Petar and Ivan debate desertion. Stipe wants to surrender. Ivan insists they hold the line to the death. A final firefight sees Ivan gunned down, defending a wounded Schulz, still believing in honor.

Petar and Stipe are captured by the Soviets. During a forced march, Petar dies from exhaustion, reciting a prayer as he collapses into the snow.

Stipe, frostbitten and skeletal, survives the gulag. He writes the story of the Devils’ Division on scraps of bark.


EPILOGUE:

Zagreb, 1990s – An old man (Stipe) watches Yugoslavia fall apart again. He sits in a church, holding his lost brothers’ dog tags, now tarnished relics. A young Croatian soldier asks if the story of the Devils’ Division is true.

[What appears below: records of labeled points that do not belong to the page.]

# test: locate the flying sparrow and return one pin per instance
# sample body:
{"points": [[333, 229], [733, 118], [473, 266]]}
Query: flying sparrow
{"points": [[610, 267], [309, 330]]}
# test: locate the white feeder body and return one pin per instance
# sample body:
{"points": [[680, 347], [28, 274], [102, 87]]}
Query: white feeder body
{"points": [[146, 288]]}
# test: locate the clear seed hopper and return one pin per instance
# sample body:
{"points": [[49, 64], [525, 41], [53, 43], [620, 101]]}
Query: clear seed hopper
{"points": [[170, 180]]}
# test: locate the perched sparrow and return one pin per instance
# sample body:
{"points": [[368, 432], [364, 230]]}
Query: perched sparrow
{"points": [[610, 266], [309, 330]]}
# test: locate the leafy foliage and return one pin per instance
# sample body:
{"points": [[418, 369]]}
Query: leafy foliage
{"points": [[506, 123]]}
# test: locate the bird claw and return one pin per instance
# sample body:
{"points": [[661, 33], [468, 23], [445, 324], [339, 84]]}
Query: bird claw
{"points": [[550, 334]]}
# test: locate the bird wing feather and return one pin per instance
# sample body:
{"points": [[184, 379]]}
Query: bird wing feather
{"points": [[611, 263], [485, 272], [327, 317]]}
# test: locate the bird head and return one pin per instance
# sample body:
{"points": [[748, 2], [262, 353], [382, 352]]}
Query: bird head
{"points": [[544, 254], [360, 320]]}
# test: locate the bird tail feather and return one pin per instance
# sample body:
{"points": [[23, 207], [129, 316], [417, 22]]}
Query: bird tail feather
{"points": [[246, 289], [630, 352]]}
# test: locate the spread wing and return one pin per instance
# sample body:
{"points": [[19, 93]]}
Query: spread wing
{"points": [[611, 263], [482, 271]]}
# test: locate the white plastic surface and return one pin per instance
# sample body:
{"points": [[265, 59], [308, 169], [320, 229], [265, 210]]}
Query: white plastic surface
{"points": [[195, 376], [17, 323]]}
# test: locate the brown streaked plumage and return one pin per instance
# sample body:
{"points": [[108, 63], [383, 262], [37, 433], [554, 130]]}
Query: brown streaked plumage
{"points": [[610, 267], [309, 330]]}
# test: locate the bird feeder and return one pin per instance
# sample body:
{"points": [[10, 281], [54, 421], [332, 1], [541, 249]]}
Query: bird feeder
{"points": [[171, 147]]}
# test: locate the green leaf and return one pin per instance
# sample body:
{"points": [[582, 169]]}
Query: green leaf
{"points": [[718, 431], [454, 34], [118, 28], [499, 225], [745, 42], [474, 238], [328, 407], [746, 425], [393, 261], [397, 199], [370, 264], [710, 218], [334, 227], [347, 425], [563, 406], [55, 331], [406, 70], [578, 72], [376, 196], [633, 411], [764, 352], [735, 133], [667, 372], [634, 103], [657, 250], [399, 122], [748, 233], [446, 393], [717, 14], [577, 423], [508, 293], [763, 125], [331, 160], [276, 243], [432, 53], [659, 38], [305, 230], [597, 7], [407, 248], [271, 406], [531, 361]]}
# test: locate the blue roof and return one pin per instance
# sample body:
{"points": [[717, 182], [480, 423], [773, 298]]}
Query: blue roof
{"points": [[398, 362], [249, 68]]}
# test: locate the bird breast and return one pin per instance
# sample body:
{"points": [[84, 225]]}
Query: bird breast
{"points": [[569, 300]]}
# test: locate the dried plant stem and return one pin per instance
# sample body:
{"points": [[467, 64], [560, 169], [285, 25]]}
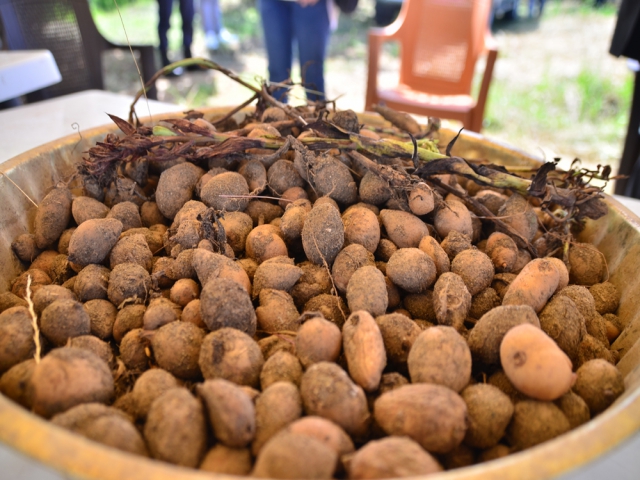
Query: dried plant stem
{"points": [[34, 322], [480, 210]]}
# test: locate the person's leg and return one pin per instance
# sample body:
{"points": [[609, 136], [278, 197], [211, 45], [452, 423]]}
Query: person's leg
{"points": [[311, 31], [278, 35], [187, 12], [207, 15], [164, 15]]}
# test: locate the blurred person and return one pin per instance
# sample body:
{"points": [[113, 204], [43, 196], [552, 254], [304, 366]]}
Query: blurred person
{"points": [[187, 12], [626, 42], [307, 23], [532, 4], [216, 35]]}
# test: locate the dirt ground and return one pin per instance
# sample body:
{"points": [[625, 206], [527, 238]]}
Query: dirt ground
{"points": [[556, 47]]}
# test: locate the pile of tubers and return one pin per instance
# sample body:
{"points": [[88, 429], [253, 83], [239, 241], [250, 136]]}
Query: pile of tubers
{"points": [[297, 314]]}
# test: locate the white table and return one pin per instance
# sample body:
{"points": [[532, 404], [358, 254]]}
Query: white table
{"points": [[25, 71], [28, 126]]}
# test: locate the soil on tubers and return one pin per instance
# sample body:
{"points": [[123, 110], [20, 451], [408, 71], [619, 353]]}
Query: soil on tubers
{"points": [[297, 300]]}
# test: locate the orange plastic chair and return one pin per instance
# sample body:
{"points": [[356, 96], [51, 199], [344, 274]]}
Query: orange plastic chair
{"points": [[441, 41]]}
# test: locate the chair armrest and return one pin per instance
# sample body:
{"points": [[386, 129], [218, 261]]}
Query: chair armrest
{"points": [[147, 64], [492, 55], [377, 36], [490, 43]]}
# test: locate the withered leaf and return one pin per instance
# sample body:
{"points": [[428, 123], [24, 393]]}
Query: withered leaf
{"points": [[538, 185], [123, 125]]}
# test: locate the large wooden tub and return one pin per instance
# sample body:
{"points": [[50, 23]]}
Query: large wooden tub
{"points": [[617, 235]]}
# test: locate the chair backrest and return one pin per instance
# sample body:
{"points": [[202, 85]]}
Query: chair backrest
{"points": [[441, 42], [67, 29]]}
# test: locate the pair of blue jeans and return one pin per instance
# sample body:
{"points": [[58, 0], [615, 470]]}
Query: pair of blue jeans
{"points": [[285, 23], [187, 12]]}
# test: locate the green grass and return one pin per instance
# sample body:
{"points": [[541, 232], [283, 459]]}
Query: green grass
{"points": [[581, 7], [591, 100]]}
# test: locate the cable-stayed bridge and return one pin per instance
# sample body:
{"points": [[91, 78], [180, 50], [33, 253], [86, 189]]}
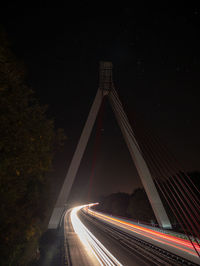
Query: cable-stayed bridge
{"points": [[162, 180]]}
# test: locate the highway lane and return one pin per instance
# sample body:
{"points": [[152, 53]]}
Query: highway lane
{"points": [[125, 254], [89, 241], [175, 245], [76, 253], [96, 247]]}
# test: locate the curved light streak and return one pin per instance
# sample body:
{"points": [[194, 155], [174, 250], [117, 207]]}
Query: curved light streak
{"points": [[91, 242], [175, 242]]}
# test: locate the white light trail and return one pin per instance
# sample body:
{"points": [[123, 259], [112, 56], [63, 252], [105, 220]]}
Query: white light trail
{"points": [[91, 242]]}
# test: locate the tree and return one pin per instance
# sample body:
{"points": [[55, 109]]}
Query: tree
{"points": [[27, 140]]}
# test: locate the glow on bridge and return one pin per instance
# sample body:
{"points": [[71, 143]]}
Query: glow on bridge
{"points": [[91, 243], [165, 239]]}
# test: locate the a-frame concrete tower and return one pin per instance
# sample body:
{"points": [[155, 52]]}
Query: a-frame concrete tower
{"points": [[106, 89]]}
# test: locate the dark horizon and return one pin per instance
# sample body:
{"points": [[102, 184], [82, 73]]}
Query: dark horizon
{"points": [[156, 61]]}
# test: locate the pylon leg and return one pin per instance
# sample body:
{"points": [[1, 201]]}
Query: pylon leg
{"points": [[69, 179]]}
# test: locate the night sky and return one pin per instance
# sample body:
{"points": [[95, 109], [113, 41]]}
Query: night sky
{"points": [[156, 58]]}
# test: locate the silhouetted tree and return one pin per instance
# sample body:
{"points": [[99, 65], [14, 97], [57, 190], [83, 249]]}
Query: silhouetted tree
{"points": [[27, 141]]}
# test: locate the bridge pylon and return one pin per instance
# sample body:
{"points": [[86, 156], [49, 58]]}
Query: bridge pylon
{"points": [[106, 89]]}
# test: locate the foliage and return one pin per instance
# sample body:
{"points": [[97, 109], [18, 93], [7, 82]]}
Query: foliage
{"points": [[27, 140]]}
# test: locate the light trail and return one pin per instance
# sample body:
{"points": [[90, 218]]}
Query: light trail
{"points": [[91, 243], [173, 244]]}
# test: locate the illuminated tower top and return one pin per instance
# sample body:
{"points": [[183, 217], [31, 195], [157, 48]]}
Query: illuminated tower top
{"points": [[105, 76]]}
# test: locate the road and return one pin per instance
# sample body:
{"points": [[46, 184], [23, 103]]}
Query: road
{"points": [[95, 241]]}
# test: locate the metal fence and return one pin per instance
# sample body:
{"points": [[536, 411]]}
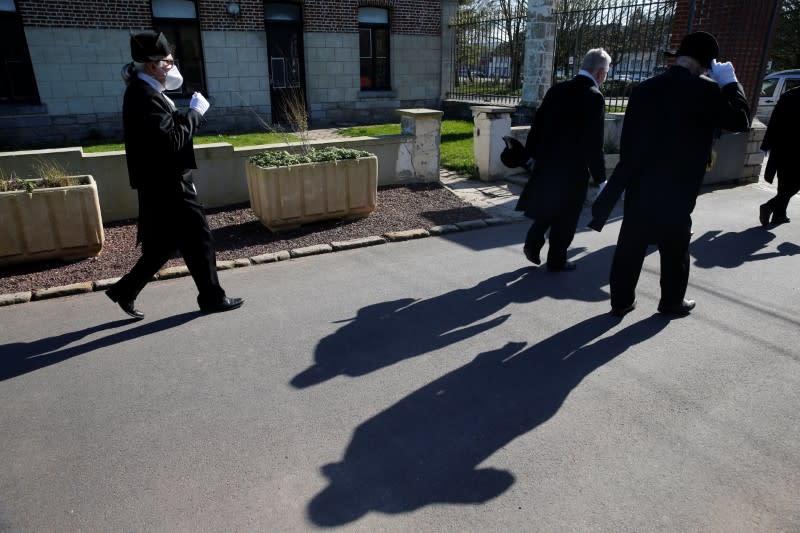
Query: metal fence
{"points": [[634, 32], [488, 55]]}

Stipe replies: “We were devils, yes… but not by nature. By command.”


THEMES:

  • Brotherhood vs ideology: What happens when family loyalty collides with political extremism?
  • Blind patriotism: The cost of following orders under false flags.
  • The dehumanizing nature of war: How men lose their souls in the machinery of history.
  • Faith, guilt, and redemption: Especially for Petar and Stipe, torn between Catholic values and Nazi allegiance.

STYLE & TONE:

A bleak, brutal war film in the spirit of Come and See, Das Boot, and Stalingrad (1993). Realistic handheld combat sequences are contrasted with haunting, quiet moments—frozen prayers, whispered regrets, the sound of wind over snowy corpses. The score blends Croatian folk laments with dirges of distant artillery.


Tagline:

“They marched to Russia with fire in their hearts. Stalingrad turned them to ash.”